MG1.3 Know and use the formulas for the volume of triangular prisms and cylinders (area of base × height); compare these formulas and explain the similarity between them and the formula for the volume of a rectangular solid. Objective: Understand how to calculate the volume of rectangular prisms. Learning target: Answer at least 3 of the 4 volume questions correctly on the exit ticket.
What is a volume? The amount of space inside a 3-dimensional object.
What is a rectangular prism? A 3-dimensional object which has six faces that are all rectangles.
Why is volume measured in units³ (units cubed)? It takes cubes, not squares, to fill up 3-D objects.

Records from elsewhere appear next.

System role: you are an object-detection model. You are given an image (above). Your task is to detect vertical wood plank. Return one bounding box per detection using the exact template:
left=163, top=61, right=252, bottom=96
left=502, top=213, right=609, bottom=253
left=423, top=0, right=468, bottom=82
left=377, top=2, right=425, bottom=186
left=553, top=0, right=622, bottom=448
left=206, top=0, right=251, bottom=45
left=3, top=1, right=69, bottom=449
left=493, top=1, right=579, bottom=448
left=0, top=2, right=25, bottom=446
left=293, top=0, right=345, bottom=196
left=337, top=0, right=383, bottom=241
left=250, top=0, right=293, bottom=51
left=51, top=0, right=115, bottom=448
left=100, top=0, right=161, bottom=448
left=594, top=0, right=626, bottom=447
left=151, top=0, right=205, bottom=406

How do we find the volume of a rectangular prism? First, find the area of the bottom side. Area of rectangle = length × width Then, multiply the area by the height to fill up the prism. Volume = length × width × height
What is the volume of this rectangular prism? Volume = length × width × height Volume = 3 ft × 6 ft × 2 ft = 18 ft² × 2 ft = 36 ft ³
What is the volume of this rectangular prism? Volume = length × width × height Volume = 4 in × 7 in × 5 in = 28 in² × 5 in = 140 in³
What is the volume of this rectangular prism? Volume = length × width × height Here, the area of the bottom (length × width) is already given to us. Volume = 12 in² × 5 in V = 60 in³
What is the volume of this prism? All prisms have the same volume formula: Find the area of the base (if it’s not given to you) and then multiply it by the height Volume = 18 m² × 6 m V = 108 m³ Remember this for our next lesson!
Draw your own rectangular prism and chose its length, width, and height so that it has a volume of 72 cm³ There are many possible answers! But try to think of a strategy instead of randomly guessing numbers and hoping they will multiply to equal 72.